If you don’t want to read any spoilers, stop reading this article now.
‘The Same Sky’ (‘Der gleiche himmel’ in its original German) is set in the mid-70s, so slightly earlier than D83, but the production values and quality of performances are certainly on par with its better-known rival. ‘Deutschland 83’ has spawned two sequels – ‘Deutschland 86’ and ‘Deutschland 89’ – and was the most popular foreign-language drama in UK broadcasting history when it was aired here in 2016, with more than 2.5 million viewers. If ‘The Same Sky’ gets close to that, it will be hailed as a huge success.
And TSS has one major factor going for it: the wonderful Sofia Helin. Best known as the troubled Saga Norén in the Danish/Swedish gem that was ‘The Bridge’, Helin stars as Lauren Faber, a 40-something single mum who works for the British Secret Service in West Berlin. Lars Weber – played by Tom Schilling – is an East German “Romeo agent”. He’s part of a Stasi project to teach young, handsome East German men how to seduce older Western women using such proven “science” as staring into a woman’s left eye (which apparently relates to the right side of their brain where all the gooey emotional stuff lives). This apparently leaves the female form irresistible to your charms. But please don’t try this at home, or in the queue at Waitrose. Anyway, Lars is a bit of a star pupil, so his first case is to go West and get close to Lauren in order steal British and American secrets.
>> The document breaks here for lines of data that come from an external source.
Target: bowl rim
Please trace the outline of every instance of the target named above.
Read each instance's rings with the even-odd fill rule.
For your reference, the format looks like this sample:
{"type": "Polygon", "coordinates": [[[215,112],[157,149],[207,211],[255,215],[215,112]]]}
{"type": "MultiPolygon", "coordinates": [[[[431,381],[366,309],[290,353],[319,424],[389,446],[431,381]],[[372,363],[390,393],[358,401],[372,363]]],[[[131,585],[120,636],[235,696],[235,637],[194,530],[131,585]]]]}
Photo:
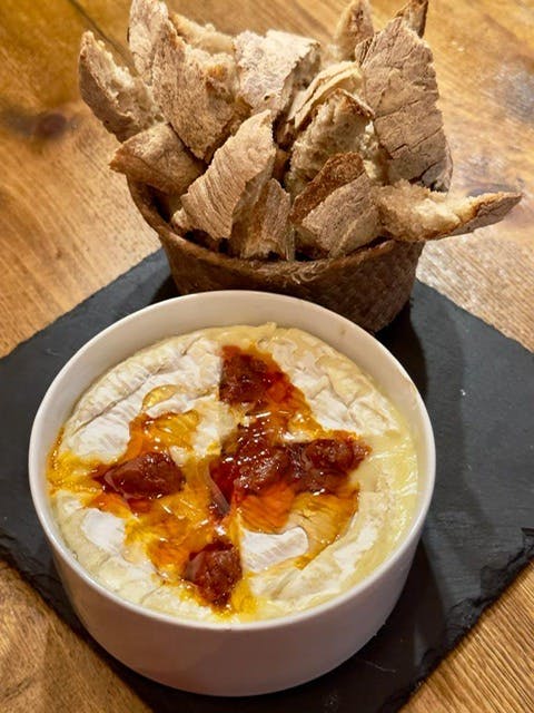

There are other strands to the show, too. A promising teenage swimmer is forced by her coach and domineering mother to undertake a strict regime – forsaking all schoolwork, it would seem – to qualify for the national swimming team and ultimately the Olympic squad. But the mother’s ambitions are rather selfish – she’s got one eye on the potential riches that her daughter’s athleticism might bring to her family; and she’ll go to any lengths (including risking her daughter’s health) to achieve it. And we meet an openly gay teacher (homosexuality was legalised in East Germany before the West) who struggles to cope not with his sexuality, but with the restrictions imposed upon him by the over-officious Head and a curriculum that severely limits his ability to teach rudimentary principles of physics.
Again, like D83, ‘The Same Sky’ looks stunning on-screen. The comparisons between the rudimentary technology and drab palette of East Berlin, and the groovy, colourful 70s glam of the West is cleverly highlighted. Apparently, it was shot in Prague, rather than Berlin, but you’d never know. The exceptional script was written by Paula Milne (‘The Night Watch’, ‘The Politician’s Wife’, ‘The Virgin Queen’, etc) in English and then translated into German.
‘The Same Sky’ looks set to be another jewel in the Walter crown. Is it as good as D83? I don’t think it’s fair to compare the two on the evidence of just one episode. Instead let’s enjoy it for what it is – a brilliant piece of historical drama, superbly written and acted.
Walter Presents: ‘The Same Sky’ is available on All 4 now.